Detesto o meu maxilar mecânico, porque a luta com o aparelho me consome tanta energia preciosa. Mas prefiro ele a maxilar nenhum. Ainda prefiro a existência à extinção. - Freud, 1926


Antes de qualquer coisa, é preciso lembrar que Sigmund Freud, pai da psicanálise, conviveu com o câncer durante dezesseis anos. O diagnóstico de um tumor maligno no palato veio em 1923 — mesmo ano da publicação de O Eu e o Isso — e o acompanhou até sua morte, em 1939.


Freud lutou contra o câncer, e, aliás, essa palavra luta aparece com frequência nos discursos dos sujeitos atravessados pela doença, como um mantra que aponta tanto para a vitória quanto para a glória de “ficar curado”. Foram cerca de trinta cirurgias e uma prótese que, ao mesmo tempo em que lhe causava dor, lhe permitia continuar existindo.


Não por acaso, a psicanálise se ocupa dos conflitos psíquicos inscritos no corpo, marcando-o.
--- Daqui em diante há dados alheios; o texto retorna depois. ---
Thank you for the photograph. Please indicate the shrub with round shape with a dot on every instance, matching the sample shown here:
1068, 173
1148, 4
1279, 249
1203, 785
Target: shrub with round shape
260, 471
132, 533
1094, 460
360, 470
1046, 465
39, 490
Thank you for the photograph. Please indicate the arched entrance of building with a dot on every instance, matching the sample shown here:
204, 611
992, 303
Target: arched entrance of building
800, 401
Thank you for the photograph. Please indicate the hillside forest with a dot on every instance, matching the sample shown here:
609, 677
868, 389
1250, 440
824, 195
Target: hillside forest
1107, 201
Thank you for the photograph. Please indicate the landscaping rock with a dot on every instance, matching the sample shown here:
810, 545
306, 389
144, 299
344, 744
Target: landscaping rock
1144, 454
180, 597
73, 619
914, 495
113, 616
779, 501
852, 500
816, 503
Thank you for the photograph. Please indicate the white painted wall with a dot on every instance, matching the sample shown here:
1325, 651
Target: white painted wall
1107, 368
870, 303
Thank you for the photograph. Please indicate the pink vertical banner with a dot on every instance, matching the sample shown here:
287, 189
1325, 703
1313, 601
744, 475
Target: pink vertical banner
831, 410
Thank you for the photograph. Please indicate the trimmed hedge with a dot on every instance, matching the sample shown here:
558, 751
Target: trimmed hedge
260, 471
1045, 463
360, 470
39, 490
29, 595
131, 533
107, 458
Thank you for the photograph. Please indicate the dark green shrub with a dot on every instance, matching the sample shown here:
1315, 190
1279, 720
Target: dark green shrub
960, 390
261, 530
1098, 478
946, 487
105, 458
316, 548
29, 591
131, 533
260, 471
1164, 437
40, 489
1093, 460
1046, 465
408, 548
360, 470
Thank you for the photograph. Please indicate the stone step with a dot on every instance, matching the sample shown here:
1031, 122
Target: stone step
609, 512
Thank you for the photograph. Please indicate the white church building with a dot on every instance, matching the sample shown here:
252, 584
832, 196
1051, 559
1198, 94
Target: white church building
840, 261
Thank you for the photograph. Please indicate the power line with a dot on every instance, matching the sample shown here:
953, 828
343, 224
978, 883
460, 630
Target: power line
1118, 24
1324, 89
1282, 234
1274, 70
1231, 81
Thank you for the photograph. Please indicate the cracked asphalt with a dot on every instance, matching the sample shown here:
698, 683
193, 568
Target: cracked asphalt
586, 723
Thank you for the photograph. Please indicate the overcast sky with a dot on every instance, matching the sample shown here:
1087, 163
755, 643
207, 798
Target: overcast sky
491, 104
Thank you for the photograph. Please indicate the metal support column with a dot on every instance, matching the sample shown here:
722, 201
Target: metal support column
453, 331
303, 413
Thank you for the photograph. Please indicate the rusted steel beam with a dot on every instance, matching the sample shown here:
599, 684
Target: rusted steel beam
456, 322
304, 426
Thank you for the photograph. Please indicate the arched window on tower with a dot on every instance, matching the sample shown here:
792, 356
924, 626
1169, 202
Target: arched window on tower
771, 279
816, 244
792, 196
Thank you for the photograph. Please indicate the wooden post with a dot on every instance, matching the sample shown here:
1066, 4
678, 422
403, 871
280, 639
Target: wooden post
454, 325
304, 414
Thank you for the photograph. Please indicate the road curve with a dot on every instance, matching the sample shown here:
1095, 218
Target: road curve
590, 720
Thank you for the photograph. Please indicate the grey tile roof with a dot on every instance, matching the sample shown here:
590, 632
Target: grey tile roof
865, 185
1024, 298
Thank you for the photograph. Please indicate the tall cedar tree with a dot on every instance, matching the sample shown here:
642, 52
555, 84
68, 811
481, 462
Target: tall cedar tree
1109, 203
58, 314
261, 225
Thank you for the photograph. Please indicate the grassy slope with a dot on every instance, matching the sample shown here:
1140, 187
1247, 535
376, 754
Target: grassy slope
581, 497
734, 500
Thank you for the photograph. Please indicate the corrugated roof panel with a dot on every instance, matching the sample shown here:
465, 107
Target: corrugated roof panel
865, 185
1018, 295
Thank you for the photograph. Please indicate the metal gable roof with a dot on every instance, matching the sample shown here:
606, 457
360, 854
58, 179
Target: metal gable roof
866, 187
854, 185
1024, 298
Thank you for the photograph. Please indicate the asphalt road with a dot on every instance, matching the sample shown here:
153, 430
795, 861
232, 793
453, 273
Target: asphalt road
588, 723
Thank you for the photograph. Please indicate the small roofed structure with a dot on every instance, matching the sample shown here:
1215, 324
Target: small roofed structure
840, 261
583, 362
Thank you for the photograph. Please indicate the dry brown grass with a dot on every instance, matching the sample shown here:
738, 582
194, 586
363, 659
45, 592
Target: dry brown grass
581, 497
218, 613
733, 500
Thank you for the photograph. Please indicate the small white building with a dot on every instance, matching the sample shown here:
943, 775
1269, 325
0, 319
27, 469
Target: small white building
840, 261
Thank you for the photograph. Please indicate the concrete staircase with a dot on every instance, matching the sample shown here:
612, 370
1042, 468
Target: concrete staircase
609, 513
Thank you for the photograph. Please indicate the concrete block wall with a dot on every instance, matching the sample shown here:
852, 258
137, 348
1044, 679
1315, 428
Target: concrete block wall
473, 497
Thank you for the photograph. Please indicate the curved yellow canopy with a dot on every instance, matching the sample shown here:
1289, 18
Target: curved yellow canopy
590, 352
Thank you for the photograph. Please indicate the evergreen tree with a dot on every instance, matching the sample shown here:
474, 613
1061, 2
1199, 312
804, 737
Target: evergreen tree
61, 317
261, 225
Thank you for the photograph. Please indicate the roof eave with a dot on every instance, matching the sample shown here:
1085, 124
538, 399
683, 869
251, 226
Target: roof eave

É impossível pensar a psicanálise sem o corpo. No entanto, quando falamos de corpo, é preciso perguntar: de que corpo se trata?


O corpo é dito de muitos modos, inserido em diferentes campos de oposição. Para a psicanálise, o corpo não é apenas biológico. Em outros termos, é o lugar onde o sujeito é atravessado pela linguagem, pelo desejo e pela dor.
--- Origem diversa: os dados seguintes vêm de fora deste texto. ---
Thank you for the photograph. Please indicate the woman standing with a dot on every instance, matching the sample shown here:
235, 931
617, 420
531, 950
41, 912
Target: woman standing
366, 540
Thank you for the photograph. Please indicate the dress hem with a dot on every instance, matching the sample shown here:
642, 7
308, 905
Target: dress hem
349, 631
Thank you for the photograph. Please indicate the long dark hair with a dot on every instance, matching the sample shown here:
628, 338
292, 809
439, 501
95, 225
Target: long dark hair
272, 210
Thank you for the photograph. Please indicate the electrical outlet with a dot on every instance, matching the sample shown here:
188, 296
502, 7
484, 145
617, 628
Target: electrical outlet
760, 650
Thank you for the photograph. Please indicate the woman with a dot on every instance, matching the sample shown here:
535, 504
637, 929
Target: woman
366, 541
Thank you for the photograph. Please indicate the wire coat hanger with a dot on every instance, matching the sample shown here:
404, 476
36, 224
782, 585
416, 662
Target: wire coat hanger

Acompanhe conosco a relação entre o corpo em Freud e em Lacan, a inscrição da doença e sua dimensão simbólica, e como se configura a escuta da(o) analista no dispositivo clínico.



Corpo: no Ocidente, em Freud e em Lacan

Importa ressaltar que, ao longo da história, a ciência médica se apropriou do saber sobre o corpo, tomando-o como objeto de estudo, com o propósito de investigar as causas das doenças e propor tratamentos. Havia, nesse movimento, um desejo próprio do saber médico: compreender o corpo e torná-lo previsível.


Nesse contexto, a tradição ocidental — sustentada pelas heranças grega, latina, judaico-cristã e muçulmana — legou uma separação entre corpo e alma, matéria e espírito. As ciências modernas reforçaram essa dicotomia ao estabelecerem a relação entre cérebro e mente, consolidando a distinção entre as ciências da natureza e as do espírito.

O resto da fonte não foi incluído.